EMOSI
A. Pengertian Emosi
secara etimologis emosi berasal dari kata prancis emotion, atau emouvoir, 'exicte' berdasarkan kata latin artinya keluar atau bergerak keluar. emosi juga dapat diartikan sebagai suatu reaksi psikologis dalam bentuk tingkah laku gembira, sedih, bahagia, berani, takut, maraah, muak, haru, cinta dan sejenisnya. menurut keleinginna dan keleinginan (1981) berpendapat bahwa emosi sering kali berhubungan dengan tujuan tingkah laku.
B. Faktor Faktor Yang Mempengauhi Emosi
1. Faktor internal
umumnya emosi seseorang muncul berkaitan erat dengan apa yang dirasakan seseorang secara individu. mereka merasa tidak puas, benci terhadap diri sendiri dan tidak bahagia.
2. Faktor Eksternal
faktor dimana luapan emosi seseorang bersumber dari lingkungan sekitar dimana ia berada.
C. Perkembangan Moral, Nilai, dan Sikap
Nilai merupakan rujukan dan keyakinan dalam menentukan pilihan, pilihan apakah sesuatu itu baik atau buruk.
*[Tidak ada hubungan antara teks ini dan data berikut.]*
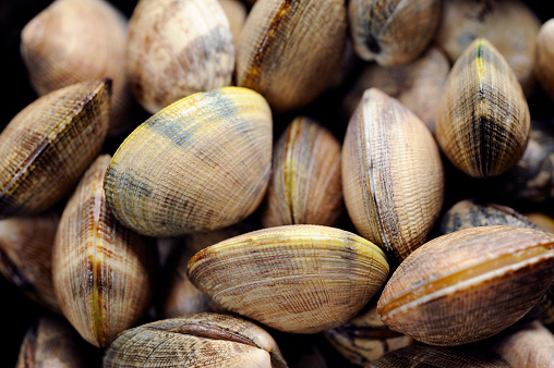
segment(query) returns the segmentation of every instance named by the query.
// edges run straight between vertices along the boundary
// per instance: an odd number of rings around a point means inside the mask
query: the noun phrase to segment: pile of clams
[[[8,366],[554,367],[554,13],[36,2]]]

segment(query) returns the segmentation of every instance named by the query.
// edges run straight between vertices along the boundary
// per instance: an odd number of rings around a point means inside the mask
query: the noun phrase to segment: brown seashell
[[[335,225],[344,212],[340,144],[316,121],[294,119],[275,145],[264,228]]]
[[[156,113],[189,95],[231,84],[234,46],[217,0],[142,0],[129,21],[127,74]]]
[[[55,90],[0,134],[0,219],[40,213],[68,195],[108,131],[109,79]]]
[[[110,162],[103,155],[68,201],[56,234],[52,275],[63,314],[81,336],[104,347],[149,306],[154,244],[116,221],[103,189]]]
[[[402,260],[437,219],[443,182],[425,125],[396,99],[368,89],[342,145],[342,191],[358,232]]]
[[[0,272],[31,299],[60,312],[52,285],[57,213],[0,221]]]
[[[351,0],[348,5],[356,53],[380,65],[406,64],[418,58],[441,20],[441,0]]]
[[[530,94],[540,20],[520,0],[444,0],[436,42],[455,62],[477,38],[486,38],[502,53]]]
[[[554,281],[554,235],[480,226],[425,243],[398,267],[377,303],[390,329],[459,345],[523,317]]]
[[[301,108],[333,82],[346,41],[342,0],[260,0],[237,48],[237,84],[275,111]]]
[[[435,128],[443,152],[467,175],[497,176],[523,155],[530,126],[516,75],[489,41],[477,39],[446,81]]]
[[[107,348],[103,367],[275,367],[287,363],[275,340],[256,324],[200,314],[124,331]]]

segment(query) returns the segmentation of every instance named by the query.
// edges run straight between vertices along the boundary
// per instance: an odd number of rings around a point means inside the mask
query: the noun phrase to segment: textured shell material
[[[265,194],[272,112],[258,94],[224,87],[161,110],[121,144],[106,172],[116,218],[149,236],[237,223]]]
[[[348,124],[341,168],[346,207],[363,237],[397,260],[423,244],[444,186],[425,124],[396,99],[366,90]]]
[[[244,319],[198,314],[124,331],[107,348],[104,367],[275,367],[287,363],[275,340]]]
[[[425,243],[397,268],[377,303],[393,330],[432,345],[502,331],[528,312],[554,279],[554,235],[480,226]]]
[[[356,53],[394,66],[417,59],[441,20],[441,0],[352,0],[348,5]]]
[[[313,101],[340,69],[346,45],[342,0],[262,0],[237,49],[237,84],[262,94],[274,111]]]
[[[262,223],[332,226],[342,212],[340,143],[316,121],[299,116],[275,145]]]
[[[234,46],[217,0],[142,0],[129,21],[127,74],[150,113],[231,84]]]
[[[446,79],[435,128],[443,152],[467,175],[496,176],[523,156],[530,128],[516,75],[494,46],[474,40]]]
[[[59,221],[57,213],[0,221],[0,273],[29,298],[58,312],[51,258]]]
[[[354,316],[385,282],[384,253],[320,225],[264,229],[198,252],[190,280],[217,304],[274,329],[316,333]]]
[[[52,277],[63,315],[104,347],[146,311],[157,254],[149,240],[116,221],[103,189],[110,161],[99,156],[68,201],[56,234]]]
[[[443,0],[436,42],[454,63],[477,38],[486,38],[506,59],[523,91],[533,90],[535,38],[541,21],[520,0]],[[506,26],[509,25],[509,26]]]
[[[25,25],[22,59],[40,95],[109,77],[112,109],[109,134],[129,125],[131,89],[125,77],[127,20],[104,0],[57,0]]]
[[[45,211],[77,183],[108,131],[111,82],[38,98],[0,134],[0,219]]]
Nilai adalah berupa Norma, etika, peraturan, undang-undang, adat kebiasaan, aturan agama, dan rujukan lainnya. nilai-nilai kehidupan adalah norma-norma yang berlaku dalam masyarakat misalnya adat kebiasaan dan sopan santun (Sutikna;1988 :5)
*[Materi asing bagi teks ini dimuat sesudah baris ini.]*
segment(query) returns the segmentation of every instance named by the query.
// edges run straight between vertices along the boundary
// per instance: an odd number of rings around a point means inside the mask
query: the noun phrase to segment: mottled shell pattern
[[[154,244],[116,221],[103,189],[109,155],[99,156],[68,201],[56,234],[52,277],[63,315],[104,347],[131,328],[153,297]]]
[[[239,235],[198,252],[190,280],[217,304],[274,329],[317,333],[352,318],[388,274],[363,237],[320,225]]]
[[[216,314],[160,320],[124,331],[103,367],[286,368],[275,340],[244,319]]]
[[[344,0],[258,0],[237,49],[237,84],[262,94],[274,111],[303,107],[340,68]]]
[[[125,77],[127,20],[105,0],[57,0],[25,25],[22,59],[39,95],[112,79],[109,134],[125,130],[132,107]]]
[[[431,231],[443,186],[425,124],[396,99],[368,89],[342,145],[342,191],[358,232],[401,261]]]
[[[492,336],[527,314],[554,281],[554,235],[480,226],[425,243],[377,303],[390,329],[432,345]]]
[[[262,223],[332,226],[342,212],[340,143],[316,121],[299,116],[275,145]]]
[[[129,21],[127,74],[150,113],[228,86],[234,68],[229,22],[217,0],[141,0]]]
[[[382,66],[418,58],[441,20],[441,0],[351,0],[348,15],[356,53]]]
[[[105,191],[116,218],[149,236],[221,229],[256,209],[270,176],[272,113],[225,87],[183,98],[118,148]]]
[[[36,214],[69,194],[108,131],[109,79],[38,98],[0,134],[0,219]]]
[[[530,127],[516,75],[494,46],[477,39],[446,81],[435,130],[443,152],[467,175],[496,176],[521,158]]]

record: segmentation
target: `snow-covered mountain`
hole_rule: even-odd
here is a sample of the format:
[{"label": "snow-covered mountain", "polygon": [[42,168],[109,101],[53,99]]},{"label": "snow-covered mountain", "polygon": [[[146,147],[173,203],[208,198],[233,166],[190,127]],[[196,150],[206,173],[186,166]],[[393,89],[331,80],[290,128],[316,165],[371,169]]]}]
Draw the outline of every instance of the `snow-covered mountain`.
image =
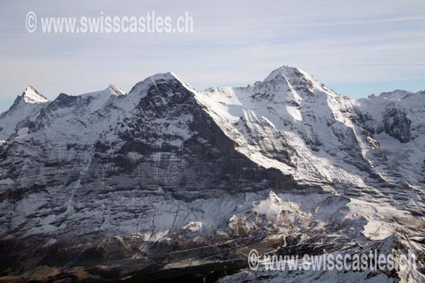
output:
[{"label": "snow-covered mountain", "polygon": [[28,86],[0,115],[1,275],[278,281],[243,254],[385,246],[417,265],[290,281],[424,280],[424,92],[354,101],[290,66],[203,92]]}]

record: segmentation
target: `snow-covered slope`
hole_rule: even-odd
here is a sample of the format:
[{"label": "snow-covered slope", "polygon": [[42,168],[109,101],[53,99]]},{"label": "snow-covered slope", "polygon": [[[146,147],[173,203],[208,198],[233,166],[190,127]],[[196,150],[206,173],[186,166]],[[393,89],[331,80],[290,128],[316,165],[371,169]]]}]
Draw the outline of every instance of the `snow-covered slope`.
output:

Moral adalah ajaran tentang baik, buruk perbuatan dan kelakuan, akhlak, kewajiban dan sebagainya (Purwanto, 1957:957)
Sikap adalah keseluruhan dari kecenderungan dan perasaan, pemahaman, gagasan, rasa takut, perasaan terancam,dan keyakinan-keyakinan tentang suaatu hal.
D. Faktor yang mempengaruhi perkembangan Moral
1. konsisten dalam mendidik anak;
2. sikap orang tua dalam keluarga;
3. penghayatan dan pemngamalan agama yang dianut;
4. sikap konsisten orangtua dalam menerapkan norma
E. Upaya pengambangan Moral, Nilai, dan Sikap, serta implikasinya dalam pendidikan.
pada akhir masa remaja, terdapat 5 perybahan yang dapat dilukiskan sebagai berikut;
1. pandangan moral remaja mulai mejadi abstrak
2. pandangan moral remaja seing berpusat pada apa yang benar dan apa yang salah.
3. penilaian moral pada remaja semakin mendasarkan diri pada pertimbangan kognitif
4. penilaian moral yang dilakukan remaja menunjukan perubahan yang bergerak dari sifat egosentris menjadi sosiosentris
5. penilaian moral secara psikis juga berkembang menjadi lebih mendalam yang merupakan dapat menimbulkan sumber emosi dan ketegangan-ketegangan psikologis.